In 1866 (fn. 9) the Daintrees began to build, southwest of the green, a school for 50 children with an attached teacher's house. It was opened in 1869, being let to the school managers. Its pupils, some 45 until c. 1890, included in 1873 only two older boys. The annual cost was met by voluntary subscriptions. The rector occasionally taught there. Winter night classes were also held from the 1870s to the 1890s. (fn. 10) The mistresses changed frequently, (fn. 11) and attendance fell from 26 to c. 15 in the late 1890s, (fn. 12) recovered to c. 40 about 1910, and declined to 30 in 1919 and 9 in 1938. (fn. 13) In 1910 the school was taken over by the council despite the rector's opposition. (fn. 14) Proposals to send the older children elsewhere were resisted, (fn. 15) and numbers revived to 12 in the 1940s and 1950s, but the change was effected in 1947. The school was closed in 1958, the remaining children going to Swavesey. (fn. 16)

Footnotes

  • 1. Proc. C.A.S. lxv. 170.
  • 2. C.U.L., E.D.R., B 8/1, f. 22.
  • 3. Ibid. C 1/4.
  • 4. Educ. of Poor Digest, 62.
  • 5. Educ. Enq. Abstract, 64; cf. C.U.L., E.D.R., C 3/21.

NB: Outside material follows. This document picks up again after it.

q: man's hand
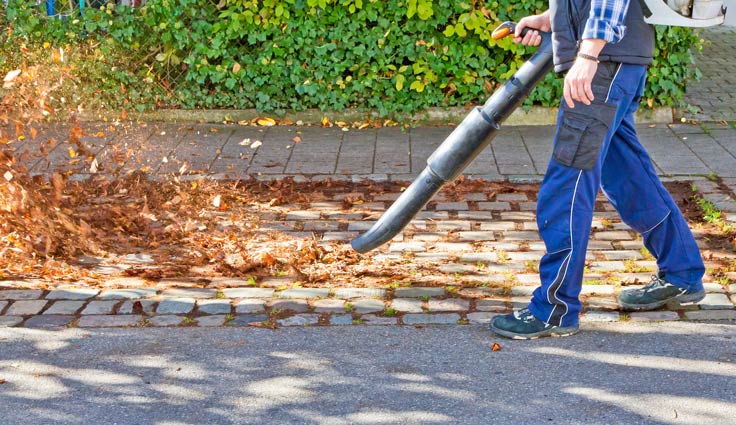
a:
[563,38,606,108]
[514,10,552,46]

  • 6. Nat. Soc. Inquiry, 1846-7, Cambs. 6-7.
  • 7. P.R.O., RG 9/978; cf. Kelly's Dir. Cambs. (1864).
  • 8. P.R.O., RG 10/1530.
  • 9. Not 1845, as R.C.H.M. Cambs. i. 172.

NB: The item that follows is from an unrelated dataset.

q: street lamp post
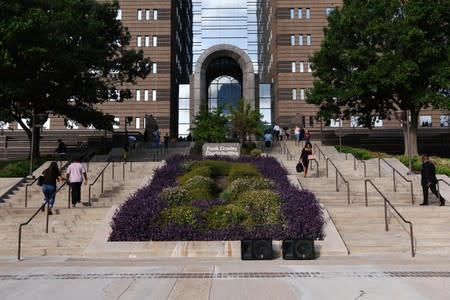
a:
[27,109,47,178]
[395,110,414,175]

  • 10. C.U.L., E.D.R., C 3/25; C 3/31; C 3/38; P.R.O., ED 7/5; cf. Kelly's Dir. Cambs. (1869, 1888); 1st Rep. Com. Employment in Agric. 362.

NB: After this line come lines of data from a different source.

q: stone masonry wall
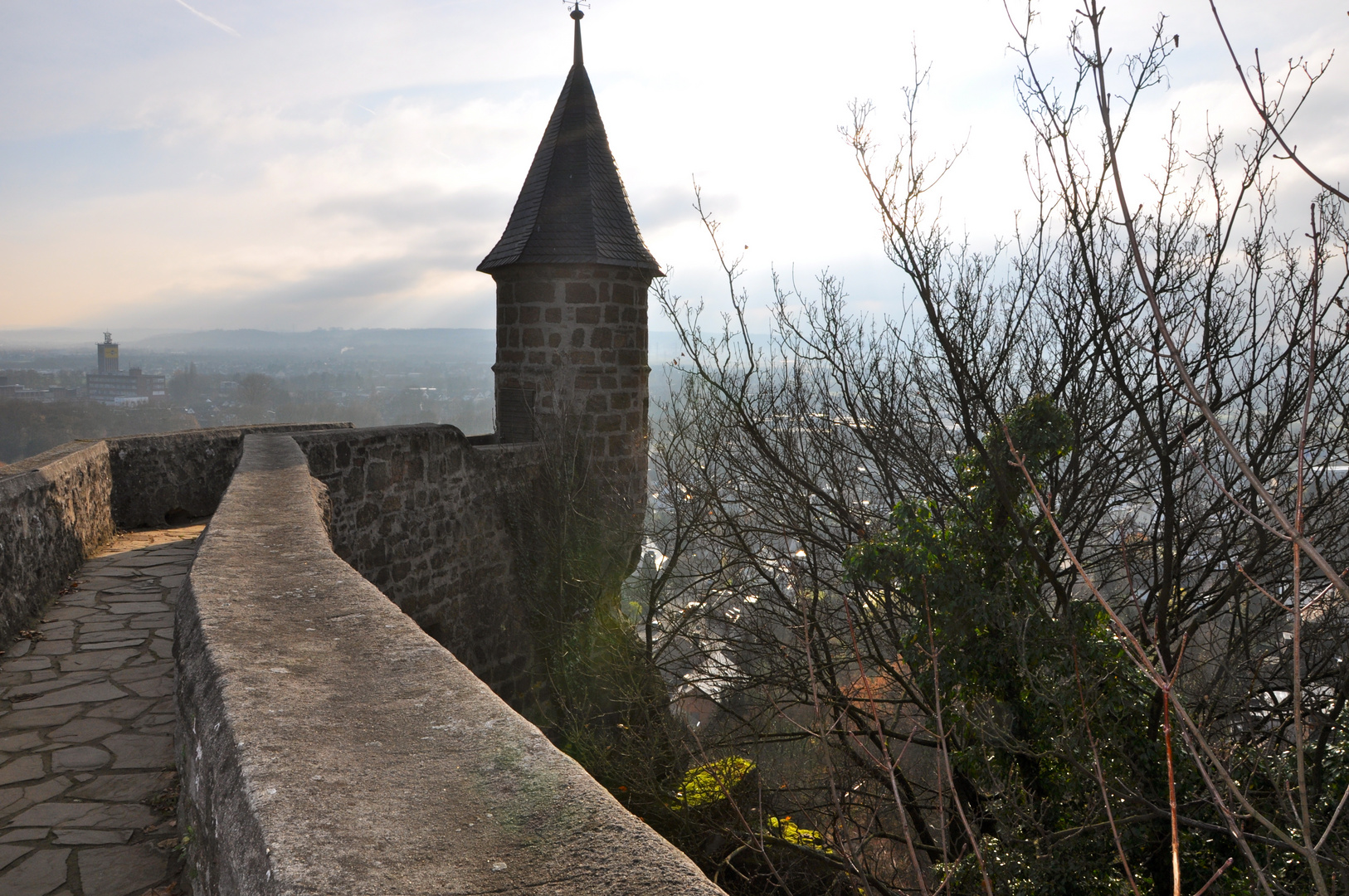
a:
[492,265,650,494]
[294,425,539,700]
[0,424,351,649]
[182,431,724,896]
[0,441,116,649]
[108,424,351,529]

  • 11. Kelly's Dir. Cambs. (1875-1925); cf. C.R.O., P 110/25/1, esp. pp. 13-14, 45.
  • 12. Rep. of Educ. Cttee. of Council, 1890-1 [C. 6438-1], p. 563, H.C. (1890-1), xxvii; Schs. in receipt of Parl. Grants, 1895-6 [C. 8179], p. 27, H.C. (1896), lxv; Public Elem. Schs. 1906 [Cd. 3510], p. 56, H.C. (1907), lxiii.
  • 13. Bd. of Educ., List 21, 1910 (H.M.S.O.), 24; 1919, 16; 1938, 20.
  • 14. C.R.O., P 110/25/1, pp. 47-8.
  • 15. Ibid. pp. 73, 77.
  • 16. Black, Cambs. Educ. Rec. 66.